In a November 18 op-ed in The Hill, Professor Oren Bar-Gill argues in support of the proposed new Consumer Financial Protection Agency (CFPA). The House Financial Services Committee passed the Consumer Financial Protection Agency Act of 2009 in October, but the bill still needs to be approved by the Senate. The CFPA would oversee consumer financial products (CFPs)—including mortgages, credit and debit cards, and more—but first needs to win over critics who question what powers such an agency would have, and how those powers would be exercised.

“While the critics are making some valid points,” Bar-Gill writes, “their most powerful arguments have nothing to do with the basic question: Do we need a CFPA? The (almost) uncontested answer to this question is: ‘Yes, we do.’”

One of the critics’ worries, Bar-Gill says, is that an agency created solely for this purpose may apply its power more capriciously than current regulators like the Federal Reserve or Federal Trade Commission do now.
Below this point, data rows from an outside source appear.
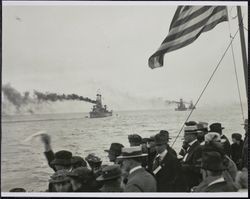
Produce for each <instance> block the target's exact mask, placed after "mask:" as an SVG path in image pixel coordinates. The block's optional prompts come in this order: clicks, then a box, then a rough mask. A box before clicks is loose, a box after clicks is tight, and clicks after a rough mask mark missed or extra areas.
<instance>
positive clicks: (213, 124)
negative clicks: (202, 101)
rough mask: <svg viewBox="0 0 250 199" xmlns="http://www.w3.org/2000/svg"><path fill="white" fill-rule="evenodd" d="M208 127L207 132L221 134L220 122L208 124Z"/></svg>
mask: <svg viewBox="0 0 250 199" xmlns="http://www.w3.org/2000/svg"><path fill="white" fill-rule="evenodd" d="M209 129H210V130H209V132H217V133H219V134H221V133H222V129H224V127H222V126H221V123H213V124H211V125H210V126H209Z"/></svg>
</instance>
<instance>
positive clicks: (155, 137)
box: [155, 131, 169, 146]
mask: <svg viewBox="0 0 250 199" xmlns="http://www.w3.org/2000/svg"><path fill="white" fill-rule="evenodd" d="M168 140H169V133H168V132H167V131H160V132H159V133H158V134H156V135H155V144H156V145H158V146H159V145H165V144H167V143H168Z"/></svg>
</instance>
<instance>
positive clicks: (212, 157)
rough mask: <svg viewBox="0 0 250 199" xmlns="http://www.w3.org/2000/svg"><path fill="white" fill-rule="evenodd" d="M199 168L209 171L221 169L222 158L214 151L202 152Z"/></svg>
mask: <svg viewBox="0 0 250 199" xmlns="http://www.w3.org/2000/svg"><path fill="white" fill-rule="evenodd" d="M201 168H203V169H205V170H209V171H223V170H225V169H226V168H225V166H224V165H223V158H222V156H221V154H220V153H218V152H216V151H211V152H204V153H203V154H202V158H201Z"/></svg>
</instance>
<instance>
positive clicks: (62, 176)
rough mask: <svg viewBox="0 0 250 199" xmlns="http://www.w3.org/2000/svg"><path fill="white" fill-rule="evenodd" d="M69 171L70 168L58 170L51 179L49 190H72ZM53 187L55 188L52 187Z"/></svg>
mask: <svg viewBox="0 0 250 199" xmlns="http://www.w3.org/2000/svg"><path fill="white" fill-rule="evenodd" d="M68 173H69V171H68V170H65V169H61V170H58V171H56V172H55V173H54V174H53V175H52V176H51V177H50V180H49V183H50V187H49V191H50V192H51V191H53V192H54V191H55V192H72V185H71V183H70V179H69V177H68V176H67V175H68ZM52 187H53V189H52Z"/></svg>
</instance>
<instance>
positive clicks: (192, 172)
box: [181, 141, 202, 191]
mask: <svg viewBox="0 0 250 199" xmlns="http://www.w3.org/2000/svg"><path fill="white" fill-rule="evenodd" d="M201 153H202V150H201V146H200V143H199V142H198V141H196V142H195V143H194V144H192V146H190V148H189V149H188V150H187V153H186V155H187V157H186V160H185V161H183V160H182V162H181V163H182V164H181V166H182V172H183V175H184V178H185V181H186V183H187V191H190V190H191V188H192V187H194V186H197V185H198V184H199V183H200V182H201V180H202V175H201V173H200V162H201Z"/></svg>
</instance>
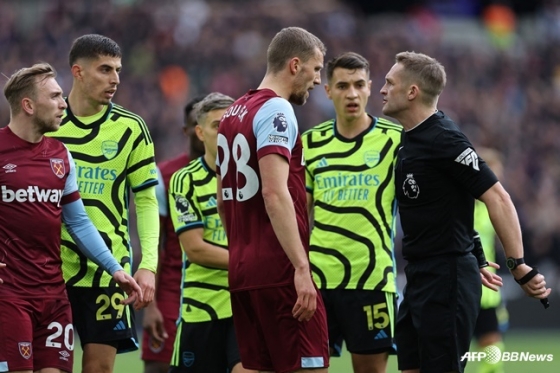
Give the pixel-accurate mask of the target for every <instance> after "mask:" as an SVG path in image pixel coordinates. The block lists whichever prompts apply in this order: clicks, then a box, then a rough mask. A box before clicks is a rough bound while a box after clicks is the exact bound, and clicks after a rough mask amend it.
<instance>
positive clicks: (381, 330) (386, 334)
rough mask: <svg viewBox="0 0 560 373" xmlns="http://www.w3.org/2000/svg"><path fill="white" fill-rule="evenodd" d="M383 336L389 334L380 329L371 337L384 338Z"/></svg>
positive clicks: (386, 336)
But, Bar-Gill suggests, the goal of a new agency is to consolidate the power to regulate CFPs, and ensure that regulations are applied judiciously and more thoroughly. Plus, there are multiple agencies regulating CFPs, each with varying levels of authority and motivation. The result, writes Bar-Gill: “Regulators with authority to police CFPs lack the motivation to do so and the regulator with motivation to protect consumers lacks authority over important CFP sellers.”

“To effectively challenge the need for a CFPA, critics must either contend that these problems are insignificant or offer alternative solutions,” writes Bar-Gill in conclusion. “For the most part, they have done neither.”